The Persian translation of the novel “ODINA” written by TEHRAN-TAJIK’s author Sadriddin Aini was released in a bookstore in Iran.
The book is translated by Morsen Farabal, and MEHR reported that Jahan Kotab’s publications are published on page 296.
“ODINA” is considered to be the beginning of a new TAJIK literature. Odina, the protagonist of Odina, comes from a poor farmers and is exploited throughout his life. Until he finally comes into contact with a socialist idea that shows light at the end of the oppression tunnel (but he can’t reach him, he can’t.) Odina is a poor, lonely, desperate young man, and when he was young, he was a victim of tailor rulers, betrayal, oppression, and fraud.
By the time he began to write Odina, Aini had already been established in the Soviet social hierarchy by supporting the establishment of the Bohalan People’s Soviet Republic (even though it was physically remaining in Samarkand. )
Aini’s “Odina” (completed between 1924 and 1926) was one of his early works, and the author’s journey to socialist realism has just begun.
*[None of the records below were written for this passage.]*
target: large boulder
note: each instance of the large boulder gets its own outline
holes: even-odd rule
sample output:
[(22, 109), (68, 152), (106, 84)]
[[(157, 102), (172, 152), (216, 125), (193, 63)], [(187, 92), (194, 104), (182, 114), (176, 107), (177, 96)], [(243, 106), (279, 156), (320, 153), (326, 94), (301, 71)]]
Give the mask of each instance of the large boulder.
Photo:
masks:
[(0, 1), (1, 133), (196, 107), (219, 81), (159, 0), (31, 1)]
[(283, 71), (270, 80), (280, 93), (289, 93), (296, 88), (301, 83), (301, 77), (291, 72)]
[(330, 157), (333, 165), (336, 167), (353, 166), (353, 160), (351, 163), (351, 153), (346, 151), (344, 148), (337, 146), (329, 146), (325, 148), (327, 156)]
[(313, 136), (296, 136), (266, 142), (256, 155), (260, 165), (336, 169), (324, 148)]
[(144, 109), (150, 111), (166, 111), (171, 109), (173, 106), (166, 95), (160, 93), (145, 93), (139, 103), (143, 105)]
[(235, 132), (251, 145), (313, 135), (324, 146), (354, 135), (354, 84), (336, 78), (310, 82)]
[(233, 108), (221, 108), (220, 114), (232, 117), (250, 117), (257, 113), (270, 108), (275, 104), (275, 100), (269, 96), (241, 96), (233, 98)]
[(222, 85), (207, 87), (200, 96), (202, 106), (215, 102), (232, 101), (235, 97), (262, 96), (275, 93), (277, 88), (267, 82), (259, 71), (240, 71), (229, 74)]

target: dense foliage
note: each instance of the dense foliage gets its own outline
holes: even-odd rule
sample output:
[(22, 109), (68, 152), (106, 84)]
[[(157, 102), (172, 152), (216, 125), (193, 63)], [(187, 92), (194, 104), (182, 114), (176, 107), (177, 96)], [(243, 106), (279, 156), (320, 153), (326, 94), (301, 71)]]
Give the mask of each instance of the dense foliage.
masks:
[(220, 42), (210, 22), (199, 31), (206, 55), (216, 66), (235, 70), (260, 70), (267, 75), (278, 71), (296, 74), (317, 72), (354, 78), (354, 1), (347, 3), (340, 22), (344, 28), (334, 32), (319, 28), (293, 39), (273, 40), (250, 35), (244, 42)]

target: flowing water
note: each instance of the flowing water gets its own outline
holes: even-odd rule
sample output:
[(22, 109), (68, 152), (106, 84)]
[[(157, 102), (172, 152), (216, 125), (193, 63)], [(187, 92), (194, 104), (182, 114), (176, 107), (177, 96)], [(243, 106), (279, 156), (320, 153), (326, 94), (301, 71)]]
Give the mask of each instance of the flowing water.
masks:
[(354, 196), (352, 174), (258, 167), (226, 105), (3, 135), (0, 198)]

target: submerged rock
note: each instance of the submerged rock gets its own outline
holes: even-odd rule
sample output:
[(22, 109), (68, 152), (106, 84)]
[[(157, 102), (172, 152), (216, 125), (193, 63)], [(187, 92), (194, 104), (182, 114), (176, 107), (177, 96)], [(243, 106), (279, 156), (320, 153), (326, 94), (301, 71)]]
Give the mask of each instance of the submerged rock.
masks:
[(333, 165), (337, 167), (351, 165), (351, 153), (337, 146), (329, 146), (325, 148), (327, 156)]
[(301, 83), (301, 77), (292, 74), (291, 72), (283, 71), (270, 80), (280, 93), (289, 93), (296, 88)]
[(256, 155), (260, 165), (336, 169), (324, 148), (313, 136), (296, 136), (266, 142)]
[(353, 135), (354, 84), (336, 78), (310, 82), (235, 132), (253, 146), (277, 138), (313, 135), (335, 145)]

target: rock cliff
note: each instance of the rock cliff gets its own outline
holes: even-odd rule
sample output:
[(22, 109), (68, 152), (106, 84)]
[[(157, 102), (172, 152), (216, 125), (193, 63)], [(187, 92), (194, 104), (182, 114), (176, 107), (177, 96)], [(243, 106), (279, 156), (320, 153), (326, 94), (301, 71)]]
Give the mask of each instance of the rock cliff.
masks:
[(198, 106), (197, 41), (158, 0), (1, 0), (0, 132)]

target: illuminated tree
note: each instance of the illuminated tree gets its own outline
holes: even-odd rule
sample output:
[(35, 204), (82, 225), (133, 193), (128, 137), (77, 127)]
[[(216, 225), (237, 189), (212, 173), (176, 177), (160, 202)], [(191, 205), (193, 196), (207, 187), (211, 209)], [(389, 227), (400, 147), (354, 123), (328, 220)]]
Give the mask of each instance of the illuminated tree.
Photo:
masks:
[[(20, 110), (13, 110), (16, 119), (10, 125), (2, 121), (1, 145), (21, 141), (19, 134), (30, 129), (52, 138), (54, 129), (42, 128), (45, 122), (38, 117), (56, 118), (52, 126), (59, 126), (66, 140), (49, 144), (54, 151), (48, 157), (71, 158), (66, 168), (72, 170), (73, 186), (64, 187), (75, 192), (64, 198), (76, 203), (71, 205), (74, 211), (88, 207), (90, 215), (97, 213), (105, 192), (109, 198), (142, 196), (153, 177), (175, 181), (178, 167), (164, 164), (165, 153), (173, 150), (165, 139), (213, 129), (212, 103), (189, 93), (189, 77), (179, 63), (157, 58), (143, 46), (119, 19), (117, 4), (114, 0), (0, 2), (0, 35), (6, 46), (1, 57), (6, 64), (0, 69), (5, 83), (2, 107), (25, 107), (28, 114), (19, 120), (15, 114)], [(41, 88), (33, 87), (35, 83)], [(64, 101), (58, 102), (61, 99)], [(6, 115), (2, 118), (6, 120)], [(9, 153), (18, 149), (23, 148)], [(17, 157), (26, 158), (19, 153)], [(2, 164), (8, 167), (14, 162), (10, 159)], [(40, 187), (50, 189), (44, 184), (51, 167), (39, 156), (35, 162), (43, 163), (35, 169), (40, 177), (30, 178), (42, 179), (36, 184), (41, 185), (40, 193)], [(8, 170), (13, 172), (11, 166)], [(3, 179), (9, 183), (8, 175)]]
As a result, the analysis is particularly interesting from the perspective of how politics has affected early Soviet Central Asian literature. This story was published and modified several times by both the author and various editors, as in many of the other works of Aini.
The length of the story has increased for each subsequent version, and various detailed explanations and ODINA social development have been added halfway. This was the first publishing work of Aini, who can still notice the remnants of sentomentalism and romanticism, which is a characteristic of the writer’s literary heritage before the revolution.
Sadriddin Aini (1878-1954) was an intellectual of TAJIK who wrote poetry, fiction, journalism, history, and dictionary. He is Tajikistan’s national poet and is regarded as one of the most important writers in the history of this country.
In 1934, he attended the first Soviet writer meeting as a Tajik. By claiming the national identity in his book, he was able to escape the censorship of Soviet, who has quietly enriched many intellectuals in Central Asia. He was a member of Tajikistan’s highest soviet, a member of the highest Soviet Soviet, three times, and was the first chairman of the Tajik SSR science Academy. Since 1992, his writing has helped to connect the sense of Tajikuna Masinalism, which survived the collapse of the Soviet Union.
Aini’s early poems were related to love and nature, but after waking up in Tajikistan, his theme moved to the dawn of New Age and the worker class. His work often criticized Bubhara’s Amir.